I then apply Aline dressing from SA or Loon. Wipe off excess.

if I was in really dirty water I do an immediate full line soak, clean and dress

my lines stay supple, shoot fine and last. SA and dressing kits are affordable and easy.

no detergents or WD40 . Manufacturer info is Basically what I do.


----------



## crabsNshrimp (Nov 3, 2021)

I use the Rio Agent X dressing and the SA dressing and both work well.


----------



## permitcaptain (Nov 24, 2021)

SS06 said:


> Food grade silicone spray...green can at your local hardware. Cleans and conditions the line


Agree


----------



## minchyota (Nov 27, 2018)

Alexander Wilcox said:


> I rinse my reels after every trip. Every few months or if the line starts showing some dirt I strip it off and use this kit:
> 
> 
> 
> ...



I second this. I rinse my reels with hot tap water after each trip. When I do use the Loon kit, I usually use a microfiber rag with hot water and run the line through it to clean it off, then apply the loon fly line cleaner.
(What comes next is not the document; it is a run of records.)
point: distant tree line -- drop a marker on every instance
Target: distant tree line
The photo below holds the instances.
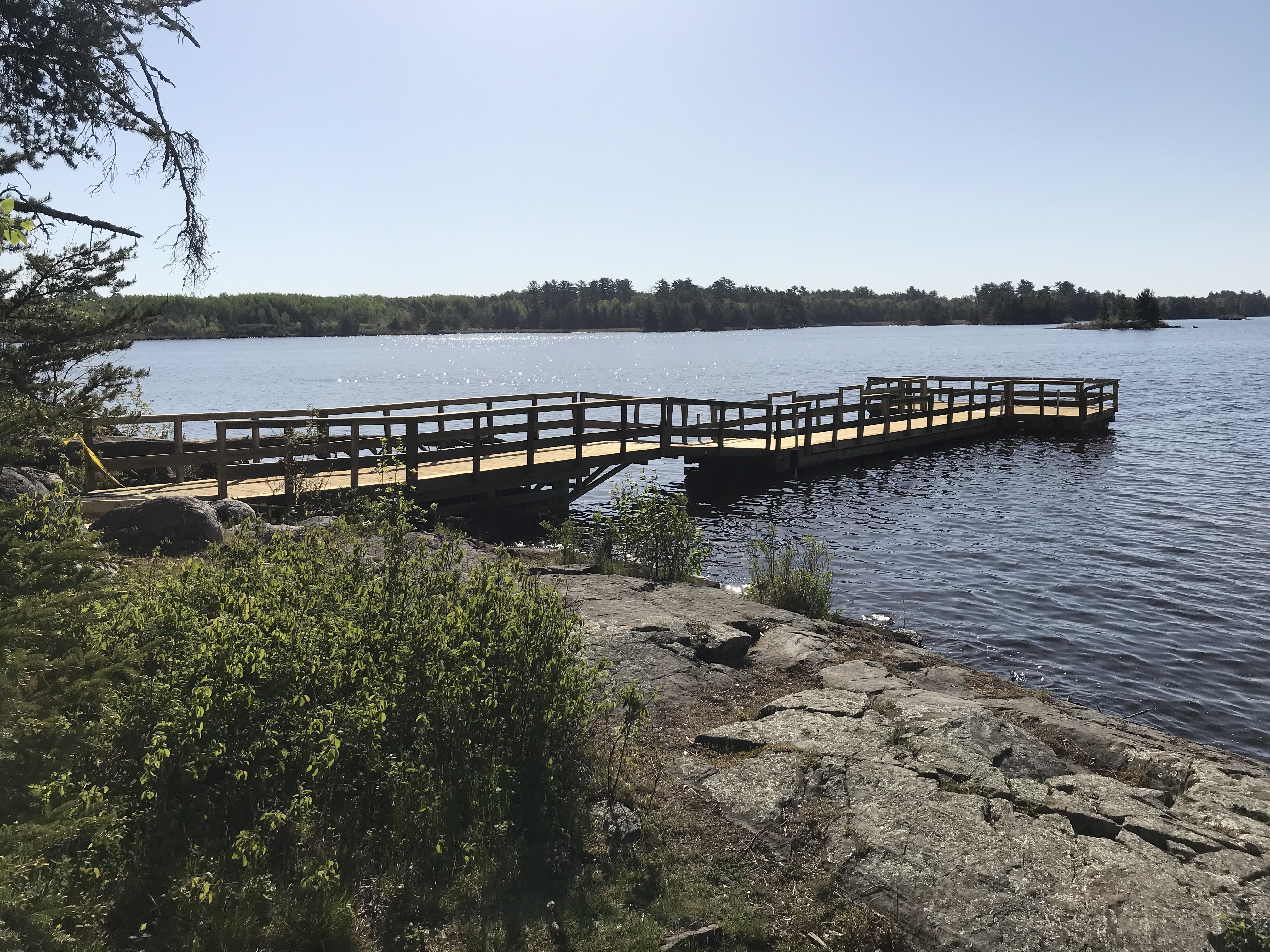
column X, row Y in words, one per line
column 670, row 306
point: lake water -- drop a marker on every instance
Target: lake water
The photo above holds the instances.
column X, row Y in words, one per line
column 1128, row 572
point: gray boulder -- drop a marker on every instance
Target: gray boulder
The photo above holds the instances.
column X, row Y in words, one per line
column 232, row 512
column 174, row 525
column 16, row 483
column 618, row 822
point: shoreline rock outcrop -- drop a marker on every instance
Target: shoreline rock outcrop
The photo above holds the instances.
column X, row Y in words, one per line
column 972, row 813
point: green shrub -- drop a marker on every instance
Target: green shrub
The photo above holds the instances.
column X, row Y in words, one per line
column 305, row 729
column 653, row 529
column 790, row 574
column 1243, row 936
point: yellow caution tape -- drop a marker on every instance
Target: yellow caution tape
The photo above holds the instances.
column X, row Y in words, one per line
column 92, row 456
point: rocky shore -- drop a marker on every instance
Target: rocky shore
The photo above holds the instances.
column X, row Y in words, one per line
column 962, row 810
column 971, row 813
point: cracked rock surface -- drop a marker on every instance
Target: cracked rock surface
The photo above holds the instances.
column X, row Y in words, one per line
column 975, row 814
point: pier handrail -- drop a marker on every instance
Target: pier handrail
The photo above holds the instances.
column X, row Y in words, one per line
column 475, row 428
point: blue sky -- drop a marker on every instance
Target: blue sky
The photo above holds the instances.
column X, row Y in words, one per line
column 469, row 148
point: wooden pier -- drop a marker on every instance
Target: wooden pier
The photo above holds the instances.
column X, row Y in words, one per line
column 545, row 450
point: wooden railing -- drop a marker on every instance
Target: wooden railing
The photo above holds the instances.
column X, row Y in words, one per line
column 181, row 459
column 626, row 426
column 294, row 445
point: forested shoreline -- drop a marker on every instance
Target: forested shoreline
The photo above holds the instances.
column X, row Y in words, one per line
column 670, row 306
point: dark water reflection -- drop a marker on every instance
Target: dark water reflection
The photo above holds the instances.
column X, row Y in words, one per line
column 1130, row 572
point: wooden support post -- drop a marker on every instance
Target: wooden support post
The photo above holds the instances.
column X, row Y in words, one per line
column 89, row 469
column 178, row 447
column 289, row 465
column 531, row 433
column 355, row 456
column 412, row 452
column 223, row 477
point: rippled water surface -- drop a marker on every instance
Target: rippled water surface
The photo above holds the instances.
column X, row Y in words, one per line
column 1130, row 572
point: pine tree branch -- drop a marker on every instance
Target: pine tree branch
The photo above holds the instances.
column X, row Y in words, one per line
column 40, row 209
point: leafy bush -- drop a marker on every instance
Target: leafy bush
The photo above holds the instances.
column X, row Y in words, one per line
column 1243, row 936
column 790, row 574
column 653, row 529
column 308, row 734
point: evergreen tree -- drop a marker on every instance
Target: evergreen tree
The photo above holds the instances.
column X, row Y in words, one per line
column 1146, row 310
Its a set and forget and it has worked well for me.


----------



## OneMoreCast (Oct 23, 2021)

Does this kit work with all lines - sinking as well as floating? I have a couple dressings that say not to use them on sinking lines. I'd rather not have to think about what dressing to use for what line. 

I ignored the warning and used one on an intermediate just to see. It wasn't an intermediate for a while after that!


----------



## PeteS (Dec 30, 2016)

If it comes recommended by this man I'm in


----------



## JaxFishingAdventures (Dec 8, 2021)

Our fly club suggests wet rag a few times then 303.


----------



## John Stark (9 mo ago)

SS06 said:


> Food grade silicone spray...green can at your local hardware. Cleans and conditions the line


I have heard that and will be looking for it next time I am in the hardware store!!


----------



## RennieRae (Aug 4, 2018)

What is the product that Flip is spraying in that video?


----------



## kjnengr (Jan 16, 2018)

RennieRae said:


> What is the product that Flip is spraying in that video?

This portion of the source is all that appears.